No entanto, o bahri é rara no mercado. Isto deve-se ao seu período de colheita, que é extremamente curto. Com efeito, a colheita ocorre todos os anos apenas no mês de setembro e no início do mês de outubro. Trata-se de uma variedade de tâmara pouco doce que, ao contrário de outras, pode ser degustada numa fase precoce de maturação. Nesta fase, ainda apresenta uma cor amarela. Na verdade, possui uma dupla coloração, amarela e acastanhada, que por vezes se confundem.
O ‘Ajwa
La ‘Ajwa é uma variedade de tâmara originária da cidade de Medina. A nossa loja online comercializa-a e inspira-se nela para produzir uma Creme marroquino de grande qualidade. A sua coloração fortemente tingida de preto distingue-a das tâmaras castanhas. De forma cónica, contém pouca água, uma vez que o seu teor é de apenas 20 %. Podendo atingir até 4 centímetros, a tâmara ajwa apresenta uma textura fina e um aspeto enrugado, semelhante ao de um fruto seco. Possui uma vantagem significativa, uma vez que pode ser consumida por pessoas com diabetes. Com efeito, a sua composição em monossacarídeos e hidratos de carbono torna-a uma tâmara pouco doce. Do ponto de vista gustativo, há quem concorde que apresenta uma semelhança com o caramelo ou o alcaçuz.
O Sukkari
Trata-se de uma tâmara relativamente pequena e de aspeto acastanhado, cuja principal característica é ser extremamente doce. O seu teor de hidratos de carbono torna-a a principal atração para alguns consumidores. Cresce na Arábia Saudita, na região de Qassim, entre as cidades de Medina e Riade.

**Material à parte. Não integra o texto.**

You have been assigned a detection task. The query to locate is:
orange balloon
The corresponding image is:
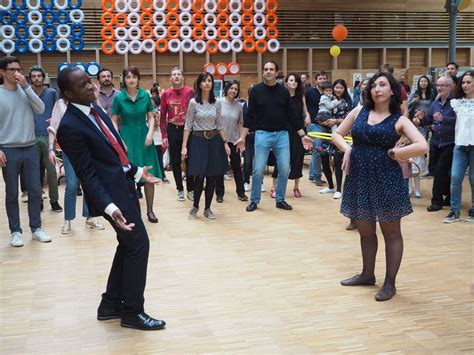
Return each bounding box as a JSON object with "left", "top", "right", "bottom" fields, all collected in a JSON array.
[{"left": 332, "top": 24, "right": 348, "bottom": 42}]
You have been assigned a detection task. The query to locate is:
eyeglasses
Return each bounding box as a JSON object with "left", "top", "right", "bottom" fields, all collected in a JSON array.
[
  {"left": 437, "top": 84, "right": 451, "bottom": 87},
  {"left": 5, "top": 68, "right": 22, "bottom": 73}
]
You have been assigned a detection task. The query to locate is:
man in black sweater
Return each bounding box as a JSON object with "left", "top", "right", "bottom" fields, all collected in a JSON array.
[{"left": 236, "top": 61, "right": 312, "bottom": 212}]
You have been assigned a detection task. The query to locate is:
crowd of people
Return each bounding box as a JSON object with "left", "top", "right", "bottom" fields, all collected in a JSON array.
[{"left": 0, "top": 55, "right": 473, "bottom": 328}]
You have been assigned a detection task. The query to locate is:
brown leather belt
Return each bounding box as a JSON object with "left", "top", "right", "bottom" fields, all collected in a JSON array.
[{"left": 192, "top": 129, "right": 219, "bottom": 139}]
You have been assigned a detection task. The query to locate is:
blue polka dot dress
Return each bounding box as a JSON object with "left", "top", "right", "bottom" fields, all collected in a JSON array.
[{"left": 341, "top": 107, "right": 413, "bottom": 222}]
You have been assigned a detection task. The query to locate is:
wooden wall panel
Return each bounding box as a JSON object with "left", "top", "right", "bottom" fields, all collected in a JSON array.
[
  {"left": 16, "top": 53, "right": 40, "bottom": 75},
  {"left": 99, "top": 53, "right": 125, "bottom": 77},
  {"left": 362, "top": 49, "right": 381, "bottom": 69},
  {"left": 432, "top": 48, "right": 448, "bottom": 67},
  {"left": 183, "top": 53, "right": 207, "bottom": 74},
  {"left": 312, "top": 49, "right": 332, "bottom": 71},
  {"left": 40, "top": 53, "right": 68, "bottom": 75},
  {"left": 262, "top": 52, "right": 283, "bottom": 69},
  {"left": 236, "top": 52, "right": 257, "bottom": 73},
  {"left": 209, "top": 53, "right": 234, "bottom": 68},
  {"left": 128, "top": 53, "right": 155, "bottom": 74},
  {"left": 338, "top": 49, "right": 358, "bottom": 70},
  {"left": 410, "top": 48, "right": 427, "bottom": 67},
  {"left": 156, "top": 53, "right": 179, "bottom": 74},
  {"left": 386, "top": 48, "right": 405, "bottom": 69},
  {"left": 238, "top": 73, "right": 259, "bottom": 99},
  {"left": 287, "top": 49, "right": 308, "bottom": 72},
  {"left": 456, "top": 48, "right": 470, "bottom": 66}
]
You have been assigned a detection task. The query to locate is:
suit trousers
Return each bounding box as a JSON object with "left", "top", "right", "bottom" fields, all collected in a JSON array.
[
  {"left": 101, "top": 178, "right": 150, "bottom": 317},
  {"left": 216, "top": 142, "right": 245, "bottom": 198},
  {"left": 431, "top": 144, "right": 454, "bottom": 206}
]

Outra das suas particularidades reside no facto de não se desfazer durante a cozedura. Esta variedade de tâmara fresca é apreciada na confeção de doces, como batidos e bolos. É também utilizada para fazer pasta de tâmara. Em suma, o seu sabor frutado e a caramelo, bem como a sua textura suave, fazem dela uma tâmara muito presente no mercado. É a baga exótica mais comum durante o período do Ramadão. É particularmente apreciada para a confeção de fim do jejum.
La Safawi
Trata-se, mais uma vez, de uma variedade de tâmara originária de Médina e da sua região. A Safawi caracteriza-se pelo seu tamanho muito volumoso, embora também se encontre em tamanho médio. Tal como a ajwa, é possível encontrar tâmaras desta categoria muito pretas, mas também de cor bastante escura. Para a reconhecer ainda mais, basta observar os seus lados, alguns dos quais são translúcidos, e o seu aspeto ligeiramente enrugado. Esta tâmara é moderadamente doce e a sua degustação lembra o contacto com um caramelo meio mole.
Para tentar descrever o seu sabor, podemos compará-la a xarope de ácer.
Em suma, existe uma grande variedade de tâmaras. Por isso, decidimos apresentar-lhe, neste artigo, as mais conhecidas. O objetivo é que possa ter uma ideia precisa que o incentive a comprá-las em lojas especializadas.